Dtui helped the old doctor back into his seat, still mumbling an ancient curse, unable to believe that his intended victims were still conscious and coherent.

“I’m not saying he didn’t study the dark arts,” Siri continued. “I’m sure he did. I’m sure he’s a veritable authority on all the rites and rituals of Santeria and the Palo Mayombe. But the fact is, any old Josй can’t just declare himself to be a Grand Mage any more than I can announce to the world that I’m Mr. Universe. You have to have something special. You have to be touched by the spirits. Our Santiago here, despite his enthusiasm, just doesn’t have it.”

Deprived of the benefit of translation, the Cuban sat at his desk with a curious look on his face.

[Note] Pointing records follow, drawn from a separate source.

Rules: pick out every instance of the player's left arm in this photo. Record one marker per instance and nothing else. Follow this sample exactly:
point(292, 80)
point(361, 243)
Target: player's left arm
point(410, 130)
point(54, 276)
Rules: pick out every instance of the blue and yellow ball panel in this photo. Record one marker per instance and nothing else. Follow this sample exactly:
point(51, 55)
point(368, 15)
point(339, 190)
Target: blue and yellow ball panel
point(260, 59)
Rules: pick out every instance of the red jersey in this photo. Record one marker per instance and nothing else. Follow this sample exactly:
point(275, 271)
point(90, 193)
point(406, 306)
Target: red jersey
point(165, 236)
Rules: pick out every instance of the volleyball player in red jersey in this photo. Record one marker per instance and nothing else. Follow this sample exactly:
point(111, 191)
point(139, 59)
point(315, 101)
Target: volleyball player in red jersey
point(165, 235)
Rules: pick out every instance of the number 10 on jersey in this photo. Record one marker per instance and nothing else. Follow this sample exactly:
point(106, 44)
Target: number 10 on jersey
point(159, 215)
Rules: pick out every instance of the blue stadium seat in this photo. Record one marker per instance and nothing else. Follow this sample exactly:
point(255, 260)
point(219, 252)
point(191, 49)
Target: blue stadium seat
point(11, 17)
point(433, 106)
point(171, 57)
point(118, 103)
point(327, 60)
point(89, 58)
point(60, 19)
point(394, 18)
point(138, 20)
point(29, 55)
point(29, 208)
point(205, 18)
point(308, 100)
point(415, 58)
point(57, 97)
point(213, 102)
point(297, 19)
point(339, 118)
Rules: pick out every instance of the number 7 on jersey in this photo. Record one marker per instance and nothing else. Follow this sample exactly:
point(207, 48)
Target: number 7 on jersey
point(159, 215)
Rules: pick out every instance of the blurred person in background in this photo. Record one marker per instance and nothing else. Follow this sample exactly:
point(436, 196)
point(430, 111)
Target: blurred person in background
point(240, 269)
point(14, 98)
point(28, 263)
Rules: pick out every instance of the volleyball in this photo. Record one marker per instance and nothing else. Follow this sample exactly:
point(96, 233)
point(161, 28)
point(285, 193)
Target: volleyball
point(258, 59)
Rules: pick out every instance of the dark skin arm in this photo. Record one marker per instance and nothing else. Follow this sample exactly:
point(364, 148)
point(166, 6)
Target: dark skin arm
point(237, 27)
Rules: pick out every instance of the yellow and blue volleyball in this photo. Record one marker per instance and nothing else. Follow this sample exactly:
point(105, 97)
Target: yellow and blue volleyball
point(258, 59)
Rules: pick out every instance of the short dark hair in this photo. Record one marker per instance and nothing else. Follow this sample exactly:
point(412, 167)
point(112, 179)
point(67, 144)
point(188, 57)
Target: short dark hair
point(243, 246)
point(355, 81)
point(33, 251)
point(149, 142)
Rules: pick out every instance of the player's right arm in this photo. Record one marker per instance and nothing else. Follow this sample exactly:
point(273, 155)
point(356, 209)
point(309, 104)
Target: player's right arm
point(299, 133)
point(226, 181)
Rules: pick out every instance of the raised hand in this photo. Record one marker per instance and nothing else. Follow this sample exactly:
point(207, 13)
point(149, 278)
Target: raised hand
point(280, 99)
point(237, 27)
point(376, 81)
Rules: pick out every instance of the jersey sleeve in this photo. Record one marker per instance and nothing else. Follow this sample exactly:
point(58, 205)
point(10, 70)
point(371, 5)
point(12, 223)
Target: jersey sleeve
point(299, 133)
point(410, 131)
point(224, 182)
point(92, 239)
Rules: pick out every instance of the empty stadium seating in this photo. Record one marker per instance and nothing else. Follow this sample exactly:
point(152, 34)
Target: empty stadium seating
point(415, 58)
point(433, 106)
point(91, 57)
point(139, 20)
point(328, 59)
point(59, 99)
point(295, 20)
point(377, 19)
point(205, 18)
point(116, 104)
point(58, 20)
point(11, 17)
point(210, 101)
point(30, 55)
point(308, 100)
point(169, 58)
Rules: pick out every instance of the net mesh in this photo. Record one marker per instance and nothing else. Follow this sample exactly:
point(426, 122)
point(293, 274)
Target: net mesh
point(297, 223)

Lit stood, shaking his head. “But he did… he must have. What about this?” He held up his finger, which drooped sadly like a fractured stick insect. Siri walked to the towering refrigerator in the corner of the office and opened the door to reveal thousands of trays of neat petri dishes.

“Comrade Lit, if a man has no natural ability to perform miracles-and most men don’t-they resort to trickery, to conjuration. Once we established that our friend here was a fraud, it was just a question of going through the tricks he’d performed to explain them. Some he just made up. Others had more rational explanations. Take his supposed love potion, for example. We met the young nurse who had been charmed into his bed. But it wasn’t a spell that got her there. He’d caught her stealing medications to send back to her village. Her body was payment for him to keep his mouth shut. Simple blackmail.

“Many of his other spells can be explained scientifically. Among other things, he is a brilliant chemist. I’ve been trying to work out how he caused your finger to atrophy. As you were all billeted together in the same caves, I have to assume he infected you with some virus. He has a vast collection of cultures. It wouldn’t have been difficult for him to creep to your bunk at night and touch you with some contaminated sample.”

Comrade Lit was crestfallen. Could he really have been duped like a simple villager?

“Every odd event that happened here,” he said, “I marked down to Santiago and the supernatural. I was too afraid of my superiors’ reaction to report what was going on. I was too afraid of him. Do you suppose he might have had something to do with Colonel Ha’s death? His reaction to the ambush was inexplicable.”